Não estava preparado para o que viu. Onde o olhar alcançava, viu rostos ansiosos, meio esperança, meio sofrimento. A noite chegara e cada um iluminava a ruela como podia, celulares, velas, isqueiros. Se rendeu à força da imagem e lentamente foi abaixando a lâmina afiada, jogando-a de volta para dentro. Um movimento que começou lá atrás chamou sua atenção. De forma progressiva e ordenada a multidão foi bipartindo, abrindo um estreito corredor humano. Não identificou o motivo até que ele se aproximou e parou bem à sua frente. Uma jovem mãe, pouco mais do que uma adolescente, trazia nos braços um bebê inerte. Sem dizer uma palavra o ergueu na direção de Tobias. Seu olhar entre lágrimas fazia um apelo mudo.

Tocado pela visão daquele inocente sem vida, Tobias se aproximou e, pela primeira vez, desejou, do fundo de sua alma, que fosse capaz de devolver a vida a alguém. Hesitante, trêmulo de emoção, tocou a criança, suas grandes mãos quase cobrindo todo o corpinho. Ironia, justo naquele caso, sua recém adquirida habilidade não parecia funcionar. Indagou há quanto tempo ocorrera o óbito.

—Quase uma hora – respondeu a mãe desesperançada – eu vi você no hospital e corri com meu filho, mas atravessar esse mar de gente demorou muito...

Inconformado, Tobias tentou de novo. O silêncio era absoluto, exceto pelas respirações tensas dos espectadores. O assassino rude e frio fechou os olhos e fez uma oração sem saber a quem. Tomou a criança e a envolveu totalmente em seus braços com um amor que nunca sentira ou recebera na vida. Um leve formigar percorreu seu corpo, dos pés até a cabeça e da cabeça para os lábios levando-o a depositar instintivamente um suave beijo sobre a testa do bebê. A criança estremeceu de leve e em alguns segundos chorava a plenos pulmões como se tivesse acabado de nascer. Com um sorriso a devolveu para a mãe e recebeu de volta um olhar de profunda gratidão. Porém, o momento mágico foi quebrado pelos gritos da multidão. Cada um ali queria o seu milagre e estava disposto a tudo para conseguir chegar até o milagreiro.

A pressão da multidão se tornou insuportável e Tobias percebeu o risco da mãe e da criança serem pisoteadas pela massa insana. Do seu corpo enorme fez um escudo humano, sofrendo as lesões de mãos que tentavam agarrá-lo. Com esforço hercúleo conseguiu levar a jovem mãe até a porta do seu barraco e a empurrou delicadamente para dentro:

—Há uma janela nos fundos, foge por ela.

A jovem tocou por um segundo o rosto do homem que se interpunha entre ela e a multidão e o calor daquele gesto renovou a determinação dele:

—Vai agora, o povo está fora de controle. Não aguento muito mais – arfou.

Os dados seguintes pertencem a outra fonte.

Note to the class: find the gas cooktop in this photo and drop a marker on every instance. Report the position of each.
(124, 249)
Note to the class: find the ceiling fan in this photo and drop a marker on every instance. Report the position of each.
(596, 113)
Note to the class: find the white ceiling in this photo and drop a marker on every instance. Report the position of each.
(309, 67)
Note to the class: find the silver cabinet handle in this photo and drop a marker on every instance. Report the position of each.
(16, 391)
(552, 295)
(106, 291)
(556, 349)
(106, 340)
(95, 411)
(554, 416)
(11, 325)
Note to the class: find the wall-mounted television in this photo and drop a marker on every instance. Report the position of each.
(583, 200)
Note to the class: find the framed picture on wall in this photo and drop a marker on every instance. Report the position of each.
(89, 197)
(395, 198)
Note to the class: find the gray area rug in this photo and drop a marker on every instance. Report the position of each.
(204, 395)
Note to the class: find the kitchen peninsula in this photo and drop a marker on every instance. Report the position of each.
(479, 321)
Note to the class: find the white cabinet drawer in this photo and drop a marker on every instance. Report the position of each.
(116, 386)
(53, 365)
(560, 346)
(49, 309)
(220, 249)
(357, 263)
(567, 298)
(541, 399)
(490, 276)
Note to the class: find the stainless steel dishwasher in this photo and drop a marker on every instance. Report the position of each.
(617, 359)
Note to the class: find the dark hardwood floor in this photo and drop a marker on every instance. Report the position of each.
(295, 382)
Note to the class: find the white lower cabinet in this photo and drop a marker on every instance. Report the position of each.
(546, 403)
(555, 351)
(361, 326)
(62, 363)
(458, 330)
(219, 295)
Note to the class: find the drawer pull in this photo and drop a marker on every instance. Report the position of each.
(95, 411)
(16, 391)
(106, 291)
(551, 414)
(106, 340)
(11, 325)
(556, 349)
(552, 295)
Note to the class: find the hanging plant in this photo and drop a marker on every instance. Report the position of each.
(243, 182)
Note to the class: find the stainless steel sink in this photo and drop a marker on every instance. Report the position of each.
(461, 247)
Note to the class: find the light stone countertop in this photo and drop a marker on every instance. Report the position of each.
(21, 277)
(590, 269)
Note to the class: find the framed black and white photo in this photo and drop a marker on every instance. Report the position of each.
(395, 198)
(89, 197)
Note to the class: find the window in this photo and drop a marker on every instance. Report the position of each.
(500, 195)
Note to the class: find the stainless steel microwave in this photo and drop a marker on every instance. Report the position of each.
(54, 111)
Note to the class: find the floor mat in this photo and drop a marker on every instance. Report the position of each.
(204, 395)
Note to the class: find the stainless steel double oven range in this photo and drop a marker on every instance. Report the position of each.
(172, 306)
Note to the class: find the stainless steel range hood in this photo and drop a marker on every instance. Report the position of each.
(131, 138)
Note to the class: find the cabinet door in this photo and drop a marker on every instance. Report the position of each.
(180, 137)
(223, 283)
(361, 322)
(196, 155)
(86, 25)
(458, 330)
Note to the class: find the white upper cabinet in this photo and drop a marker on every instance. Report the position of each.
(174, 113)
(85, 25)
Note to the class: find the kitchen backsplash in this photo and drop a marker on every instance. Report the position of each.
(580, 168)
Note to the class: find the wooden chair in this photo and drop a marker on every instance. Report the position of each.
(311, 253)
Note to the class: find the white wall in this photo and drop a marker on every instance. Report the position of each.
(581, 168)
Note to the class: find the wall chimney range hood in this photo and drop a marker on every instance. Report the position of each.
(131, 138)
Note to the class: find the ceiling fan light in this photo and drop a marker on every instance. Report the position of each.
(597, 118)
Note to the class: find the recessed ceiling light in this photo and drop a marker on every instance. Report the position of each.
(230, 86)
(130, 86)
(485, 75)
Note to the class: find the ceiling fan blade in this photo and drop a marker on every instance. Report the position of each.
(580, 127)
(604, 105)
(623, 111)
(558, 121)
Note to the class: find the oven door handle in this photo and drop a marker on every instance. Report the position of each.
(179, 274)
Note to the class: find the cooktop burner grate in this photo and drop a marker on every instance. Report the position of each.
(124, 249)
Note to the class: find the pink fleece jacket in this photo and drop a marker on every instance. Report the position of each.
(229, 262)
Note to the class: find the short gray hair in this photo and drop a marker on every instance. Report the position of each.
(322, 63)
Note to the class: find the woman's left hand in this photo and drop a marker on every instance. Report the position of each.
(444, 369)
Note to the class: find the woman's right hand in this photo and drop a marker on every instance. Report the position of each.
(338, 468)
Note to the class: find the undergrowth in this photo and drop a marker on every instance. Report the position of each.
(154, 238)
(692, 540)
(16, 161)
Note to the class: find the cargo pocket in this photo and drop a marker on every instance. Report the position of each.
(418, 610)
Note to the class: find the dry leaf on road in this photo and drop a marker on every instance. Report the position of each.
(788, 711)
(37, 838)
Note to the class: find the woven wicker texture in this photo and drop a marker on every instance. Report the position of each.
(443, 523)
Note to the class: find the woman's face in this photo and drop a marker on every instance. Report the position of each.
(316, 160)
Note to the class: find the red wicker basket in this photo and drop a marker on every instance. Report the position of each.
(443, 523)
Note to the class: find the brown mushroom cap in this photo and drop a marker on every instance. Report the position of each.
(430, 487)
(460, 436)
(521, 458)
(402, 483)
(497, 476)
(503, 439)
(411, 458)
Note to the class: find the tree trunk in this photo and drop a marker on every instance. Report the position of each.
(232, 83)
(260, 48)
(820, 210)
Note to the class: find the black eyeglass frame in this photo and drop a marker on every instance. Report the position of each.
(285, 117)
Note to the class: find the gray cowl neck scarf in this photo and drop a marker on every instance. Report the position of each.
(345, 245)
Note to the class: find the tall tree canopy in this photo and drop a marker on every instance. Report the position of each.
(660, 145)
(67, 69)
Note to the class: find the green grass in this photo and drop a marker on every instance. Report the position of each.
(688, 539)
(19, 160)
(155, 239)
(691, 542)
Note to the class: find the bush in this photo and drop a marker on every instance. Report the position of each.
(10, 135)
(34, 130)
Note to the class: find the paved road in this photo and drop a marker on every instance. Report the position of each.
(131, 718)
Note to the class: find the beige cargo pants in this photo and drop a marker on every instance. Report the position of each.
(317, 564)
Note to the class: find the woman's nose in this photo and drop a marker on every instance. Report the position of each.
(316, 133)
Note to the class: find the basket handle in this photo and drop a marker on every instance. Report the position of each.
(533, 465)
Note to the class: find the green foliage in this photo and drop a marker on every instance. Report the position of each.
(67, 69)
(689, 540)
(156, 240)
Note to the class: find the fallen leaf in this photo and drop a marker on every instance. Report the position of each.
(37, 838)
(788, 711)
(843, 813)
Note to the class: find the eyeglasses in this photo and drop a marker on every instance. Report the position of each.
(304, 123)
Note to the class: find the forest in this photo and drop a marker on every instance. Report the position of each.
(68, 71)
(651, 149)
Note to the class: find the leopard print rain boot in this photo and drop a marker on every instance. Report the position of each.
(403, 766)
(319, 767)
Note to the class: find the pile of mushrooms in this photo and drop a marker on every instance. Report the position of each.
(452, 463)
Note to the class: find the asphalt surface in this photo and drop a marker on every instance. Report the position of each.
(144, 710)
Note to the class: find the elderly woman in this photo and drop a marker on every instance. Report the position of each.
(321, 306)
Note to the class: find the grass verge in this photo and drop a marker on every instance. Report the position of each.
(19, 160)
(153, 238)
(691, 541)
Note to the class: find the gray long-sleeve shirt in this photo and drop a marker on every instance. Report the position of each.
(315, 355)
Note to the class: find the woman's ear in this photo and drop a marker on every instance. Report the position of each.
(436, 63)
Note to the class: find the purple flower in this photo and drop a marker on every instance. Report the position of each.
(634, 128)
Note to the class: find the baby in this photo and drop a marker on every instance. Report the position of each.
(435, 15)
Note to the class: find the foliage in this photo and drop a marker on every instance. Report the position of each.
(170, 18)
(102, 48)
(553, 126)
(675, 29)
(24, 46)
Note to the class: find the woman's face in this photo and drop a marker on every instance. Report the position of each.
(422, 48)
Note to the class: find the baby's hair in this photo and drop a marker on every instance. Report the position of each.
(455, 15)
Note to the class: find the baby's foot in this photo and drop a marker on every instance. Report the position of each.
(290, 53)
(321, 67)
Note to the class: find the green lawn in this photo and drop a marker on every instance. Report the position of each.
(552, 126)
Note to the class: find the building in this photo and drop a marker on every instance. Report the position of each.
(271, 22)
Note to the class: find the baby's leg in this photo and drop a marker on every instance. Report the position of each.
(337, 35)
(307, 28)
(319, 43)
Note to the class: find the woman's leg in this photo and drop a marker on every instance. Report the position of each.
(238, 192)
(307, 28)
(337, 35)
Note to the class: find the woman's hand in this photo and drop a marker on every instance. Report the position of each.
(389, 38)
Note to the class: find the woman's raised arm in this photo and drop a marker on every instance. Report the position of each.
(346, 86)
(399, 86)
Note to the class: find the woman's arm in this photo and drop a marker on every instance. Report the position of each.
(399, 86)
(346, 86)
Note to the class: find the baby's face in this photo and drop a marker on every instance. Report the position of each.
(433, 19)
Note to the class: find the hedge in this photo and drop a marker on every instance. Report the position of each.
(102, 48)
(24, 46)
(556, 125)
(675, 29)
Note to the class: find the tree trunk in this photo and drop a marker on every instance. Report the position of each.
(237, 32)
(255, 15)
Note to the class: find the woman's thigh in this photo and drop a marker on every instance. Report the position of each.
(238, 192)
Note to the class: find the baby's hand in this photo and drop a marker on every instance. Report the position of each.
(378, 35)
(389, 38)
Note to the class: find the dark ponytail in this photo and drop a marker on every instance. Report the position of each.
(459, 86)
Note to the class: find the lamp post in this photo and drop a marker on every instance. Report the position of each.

Ela fechou relutantemente a porta, não sem antes elevar a voz para ser ouvida por cima dos gritos de “Milagreiro!” e dizer:

—Ele vai se chamar Tobias!

Aliviado ao ouvir a tranca lá dentro ser acionada, Tobias encostou a testa na madeira rude da entrada do seu barraco, sentindo que as frágeis paredes de tapume cederiam em breve. Agradeceu intimamente, salvar aquela criança fora o único sucesso que desejara de verdade. Com um sentimento até então desconhecido de serenidade, foi virando lentamente. Dentre em pouco, descobriria se seria capaz de devolver a própria vida ou não. A multidão equivocadamente acreditando que o Milagreiro os preteria e tentava fugir, mudara o tom e o discurso, passando do deslumbramento à revolta. Imprecações eram jogadas sobre ele cada vez com maior violência e não demorou para a violência passar da palavra à ação.

Quando a madrugada chegou, apenas o corpo de um homem alto, forte, de cabelos longos e desgrenhados jazia sem vida na calçada. Seu corpo não era mais do que uma massa disforme e ensanguentada, mas o seu rosto marcado pela grande cicatriz, milagrosamente preservado, era a imagem da paz.